Владимир Леский - Чёрный став
— От дурные… — ласково сказала она жерновам, глядя на их глупое, смешное кружение на одном месте…
Тяжелые камни как будто силились сожрать бесконечно сыпавшееся в их бездонную пасть зерно, а оно все вытекало у них изо рта в виде мягкой, серовато-белой муки. Когда Марынка была маленькой, она очень любила есть эту муку и у нее всегда была вымазана ею вся мордочка до ушей. Она и теперь подставила руку под мучную струю и попробовала есть теплую, душистую ржаную пыль, — но это уже было не то, что в детстве: мука показалась ей невкусной…

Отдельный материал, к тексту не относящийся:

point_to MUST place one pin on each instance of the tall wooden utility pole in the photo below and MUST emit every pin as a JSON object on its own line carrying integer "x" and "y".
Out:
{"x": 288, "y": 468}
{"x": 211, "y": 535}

Потом Марынка забралась в кладовую, отгороженную в углу мельницы досками, где хранился разный хлам деда, вещи его жены и двух дочерей, сестер Одарки, так давно умерших, что на кладбище от их могил и следа не осталось. Здесь Марынку напугали две большие крысы, выскочившие из угла и с яростным писком затеявшие драку, невзирая на ее присутствие…
От вещей покойниц пахло смертью, забвением, и Ма-рынка вздрогнула, почуяв этот могильный запах. Она закрыла рукавом сорочки лицо и, быстро попятившись назад, захлопнула дверь кладовой. Ее долго еще преследовал этот тяжелый запах, от которого поднималась к горлу противная тошнота. Нет, не надо смерти! От покойников и их вещей так нехорошо пахнет!..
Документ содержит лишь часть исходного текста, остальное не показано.